Zgodnie z przedstawionym w środę planem Międzynarodowy Fundusz Walutowy chce zwiększyć potrzeby pożyczkowe o 600 mld dol. Obecnie dysponuje kwotą 385 mld dolarów na wsparcie państw borykających się z kryzysem. Większość nowych środków miałaby pochodzić od państw członkowskich. Fundusz zapewnia, że w tej kwocie zawarte jest już 200 mld euro wsparcia ze strony krajów europejskich.

Udział Polski w pożyczce do tej pory szacowany był na nieco ponad 6 mld euro. Dodatkowo, w listopadzie ubiegłego roku, polski bank centralny zadeklarował, że jest gotowy do wpłacenia MFW oprocentowanej pożyczki do kwoty ok. 3,95 mld dol. z rezerw walutowych, jeśli  Fundusz o to poprosi.

Zdaniem ekonomistów

mimo wzrastających potrzeb MFW kwota, jaką Polska przekaże Funduszowi, nie powinna być jednak wyższa niż ponad 6 mld euro, a nowych wpłat dokonają inne kraje. – Środki będą prawdopodobnie pochodzić m.in. z Chin i Brazylii, które wielokrotnie deklarowały, że są gotowe uczestniczyć w ratowaniu krajów strefy euro – uważa Adam Czerniak z Kredyt Banku. Kraje te należą do najbardziej niedowartościwanych w Funduszu. Dla porównania, Włochy, Holandia, Belgia, Szwecja i Szwajcaria łącznie mają większy udział procentowy w MFW niż cztery największe tzw. rynki wschodzące (Brazylia, Rosja, Indie i Chiny). Udział członkowski Polski wynosi ok. 2 mld euro, czyli niecały 1 proc. całości. MFW w 2010 r. opracował założenia reformy, która ma zwiększyć reprezentację krajów rozwijających się, ale zmiany w przepisach nie zostały jeszcze ratyfikowane.

– Kraje takie jak Chiny, ale i Polska powinny zwiększać udział, aby umocnić swoją pozycję światową – mówi prof. Stanisław Gomułka, główny ekonomista Business Centre Club. Jego zdaniem, mimo że MFW stał się obecnie bardziej funduszem europejskim niż międzynarodowym, należy pamiętać, że środki tam zgromadzone nie są przeznaczone jedynie dla europejskich bankrutów. – Dzisiaj pomagają krajom europejskim, a jutro mogą być potrzebne np. w Afryce – wyjaśnia Gomułka. MFW raczej nie może liczyć na pomoc Stanów Zjednoczonych, Kanady i Japonii. Z tych krajów słychać głosy, że Europa ma wystarczające środki, aby ze swoimi problemami poradziła sobie sama.

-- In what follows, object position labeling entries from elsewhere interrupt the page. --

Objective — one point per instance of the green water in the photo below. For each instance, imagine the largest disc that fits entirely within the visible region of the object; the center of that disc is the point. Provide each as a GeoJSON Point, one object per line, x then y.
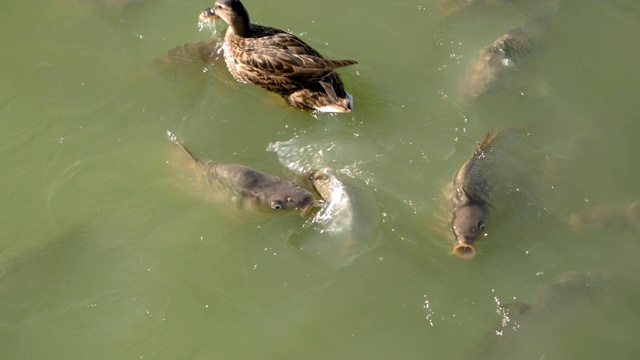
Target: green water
{"type": "Point", "coordinates": [109, 251]}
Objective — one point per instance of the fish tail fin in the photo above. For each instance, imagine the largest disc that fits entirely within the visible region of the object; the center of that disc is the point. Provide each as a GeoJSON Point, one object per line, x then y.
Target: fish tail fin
{"type": "Point", "coordinates": [176, 140]}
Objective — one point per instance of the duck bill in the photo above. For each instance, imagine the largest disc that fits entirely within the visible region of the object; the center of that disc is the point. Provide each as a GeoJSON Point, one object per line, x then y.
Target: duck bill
{"type": "Point", "coordinates": [464, 251]}
{"type": "Point", "coordinates": [208, 15]}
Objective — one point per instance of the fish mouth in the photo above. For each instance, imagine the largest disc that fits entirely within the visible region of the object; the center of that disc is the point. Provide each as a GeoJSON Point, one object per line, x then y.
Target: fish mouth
{"type": "Point", "coordinates": [464, 251]}
{"type": "Point", "coordinates": [208, 15]}
{"type": "Point", "coordinates": [306, 209]}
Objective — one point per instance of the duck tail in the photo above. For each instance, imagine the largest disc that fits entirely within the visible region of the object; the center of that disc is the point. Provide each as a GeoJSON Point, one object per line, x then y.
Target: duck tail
{"type": "Point", "coordinates": [334, 64]}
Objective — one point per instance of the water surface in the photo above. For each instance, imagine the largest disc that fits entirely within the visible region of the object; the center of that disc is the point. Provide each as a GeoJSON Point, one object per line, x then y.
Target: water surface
{"type": "Point", "coordinates": [109, 251]}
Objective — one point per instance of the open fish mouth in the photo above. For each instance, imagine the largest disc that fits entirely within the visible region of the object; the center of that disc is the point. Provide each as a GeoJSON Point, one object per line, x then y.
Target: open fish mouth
{"type": "Point", "coordinates": [464, 251]}
{"type": "Point", "coordinates": [208, 15]}
{"type": "Point", "coordinates": [305, 210]}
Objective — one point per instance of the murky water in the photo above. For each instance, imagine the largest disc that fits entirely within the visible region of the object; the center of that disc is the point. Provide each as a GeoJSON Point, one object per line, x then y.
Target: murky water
{"type": "Point", "coordinates": [109, 250]}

Ekonomiści są zgodni, że Polska nie pożyczy Funduszowi więcej niż planowane 6,27 – 6,28 mld euro. – Uważam, że rząd w tej kwestii będzie prezentował sztywne stanowisko. Byłbym bardzo zaskoczony, gdyby kwota ta uległa zmianie – skomentował Jarosław Janecki z Societe Generale. NBP poinformował „Rz", że nie podjął jeszcze decyzji dotyczącej udzielenia pożyczki dla MFW. „Kwoty, w ramach pożyczki dla MFW, są wpłacane dobrowolnie, więc jeśli jakiś kraj zdecyduje, że chce zapłacić więcej, to nie będzie przeszkód" – skomentował resort finansów.